I do love combinations … but one should be much more careful when combining two recipes OR one should engage the brain much more than I did. 
I aimed for whole grain and I got that by using a recipe I found in Peter Reinhart’s Bread Revolution.  Sprouted Wheat Sweet Potato Brioche!  Please be aware that the amounts and directions are my own.  You will need to take a look at his book “Bread Revolution” for his recipe.  

I should have known I was working with whole grains AND adding sweet potato was going to make this extra. BUT when I went to look for the baking time I looked at Judy’s  recipe that used white flour … and went my merry way.  It was way under-baked and still this was spectacular.

I’m going to let you check out Judy’s web site for the recipe she brought to us but I’ll show you the recipe as I did it here.

Since Gorn is an all time cherry lover, I made my filling cherry jam!  I really cut the sugar. The Cherry Jam was so successful, I had to make it again the next day to put on the plain Brioche and just simple toast when the Brioche ran out.

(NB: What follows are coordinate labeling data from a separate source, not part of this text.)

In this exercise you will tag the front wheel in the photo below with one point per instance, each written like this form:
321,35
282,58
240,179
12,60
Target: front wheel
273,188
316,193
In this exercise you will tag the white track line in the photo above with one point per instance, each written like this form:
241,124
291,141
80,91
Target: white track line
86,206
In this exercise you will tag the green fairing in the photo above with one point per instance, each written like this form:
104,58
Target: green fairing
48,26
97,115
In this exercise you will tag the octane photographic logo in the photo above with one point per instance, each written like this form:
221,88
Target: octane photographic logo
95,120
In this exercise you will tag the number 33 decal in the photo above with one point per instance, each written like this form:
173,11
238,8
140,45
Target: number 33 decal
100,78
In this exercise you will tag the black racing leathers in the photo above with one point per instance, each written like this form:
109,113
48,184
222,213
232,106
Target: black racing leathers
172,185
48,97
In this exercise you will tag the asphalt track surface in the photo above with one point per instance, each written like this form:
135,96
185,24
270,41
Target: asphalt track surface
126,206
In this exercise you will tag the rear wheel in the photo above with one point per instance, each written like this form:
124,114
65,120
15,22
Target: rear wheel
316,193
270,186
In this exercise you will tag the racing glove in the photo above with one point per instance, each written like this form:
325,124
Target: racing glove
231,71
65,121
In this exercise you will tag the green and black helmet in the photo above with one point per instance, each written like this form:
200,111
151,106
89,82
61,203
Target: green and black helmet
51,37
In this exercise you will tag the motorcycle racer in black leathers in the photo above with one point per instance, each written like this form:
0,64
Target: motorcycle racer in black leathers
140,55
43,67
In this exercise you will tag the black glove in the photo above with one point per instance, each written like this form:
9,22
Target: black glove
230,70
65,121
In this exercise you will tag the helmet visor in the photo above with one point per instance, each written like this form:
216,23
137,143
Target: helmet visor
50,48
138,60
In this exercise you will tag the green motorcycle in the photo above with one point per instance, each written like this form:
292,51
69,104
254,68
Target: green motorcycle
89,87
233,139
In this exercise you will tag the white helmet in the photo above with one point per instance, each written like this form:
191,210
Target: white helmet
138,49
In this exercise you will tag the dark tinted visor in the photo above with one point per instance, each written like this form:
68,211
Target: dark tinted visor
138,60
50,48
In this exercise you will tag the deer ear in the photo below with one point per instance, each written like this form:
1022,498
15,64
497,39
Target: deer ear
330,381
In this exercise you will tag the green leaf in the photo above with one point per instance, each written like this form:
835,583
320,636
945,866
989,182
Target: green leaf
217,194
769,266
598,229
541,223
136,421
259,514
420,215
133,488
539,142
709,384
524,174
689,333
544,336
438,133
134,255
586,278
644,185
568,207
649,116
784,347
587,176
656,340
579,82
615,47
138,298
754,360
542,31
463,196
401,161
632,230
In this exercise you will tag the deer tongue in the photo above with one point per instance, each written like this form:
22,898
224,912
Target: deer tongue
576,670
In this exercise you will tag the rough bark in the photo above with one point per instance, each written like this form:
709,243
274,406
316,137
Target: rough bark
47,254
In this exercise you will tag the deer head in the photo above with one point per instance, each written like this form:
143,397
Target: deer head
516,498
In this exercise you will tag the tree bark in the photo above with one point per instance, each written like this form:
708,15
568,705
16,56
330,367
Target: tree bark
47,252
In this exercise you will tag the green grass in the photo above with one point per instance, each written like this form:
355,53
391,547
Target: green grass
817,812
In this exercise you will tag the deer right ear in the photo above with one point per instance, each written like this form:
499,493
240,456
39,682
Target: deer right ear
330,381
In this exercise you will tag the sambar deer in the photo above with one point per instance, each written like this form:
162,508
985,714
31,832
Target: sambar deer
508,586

My Cherry Brioche Coffee Cake

Brioche Dough
650 grams sprouted whole wheat flour
20 grams brown sugar
12 grams salt
18 grams yeast
50  grams 1 egg
72 grams 4 egg yolks
150 grams sweet potato puree
190 grams half & half
300 grams butter unsalted at room temperature
Cherry Jam
30 ounces frozen sweet cherries, 3 bags
1/3 cup brown sugar
lemon  , zest and juice
Streusel Topping
1/3 cup oat bran, heaping
1/2 cup chopped walnuts, my addition
1/3 cup brown sugar, short
1 teaspoon cinnamon
Pinch salt
2 tablespoons unsalted butter, softened

1. Whisk together the dry ingredients: flour, brown sugar, salt and yeast.
Mix together the egg, egg yolks, sweet potato puree and the milk forming a soft dough.
I used my Dad’s old KitchenAid.
Use the dough hook and mix on medium low until the dough pulls from the sides of the bowl.

2. Cut the butter in 4 to 8 pieces.  Add one at a time mixing on medium low speed.  Watch for each piece to be fully incorporated before adding more.
The dough should now feel soft, tacky and supple. It should feel bouncy when patted.  If very sticky add a little more flour.

3. Using a bowl scraper, transfer the dough to an oiled work counter.
Stretch and fold the dough over itself four times: once each from the top, bottom and each side.

4. Either oil the bowl to place the dough into or oil your hands and pat the dough all over and place it in a large bowl.
Allow the dough to rest on the counter 30 minutes covered (I use a shower cap).

5. 12 hours/overnight in the refigerator. After resting at room temperature for 30 minutes, place the bowl covered in the refrigerator for at least 12 hours.  The dough is best baked within two days because of the high yeast content.

6. Remove the dough for some time before you bake. Time in the refrigerator allows the whole grain to fully hydrate and cooling all that butter makes it easier to handle.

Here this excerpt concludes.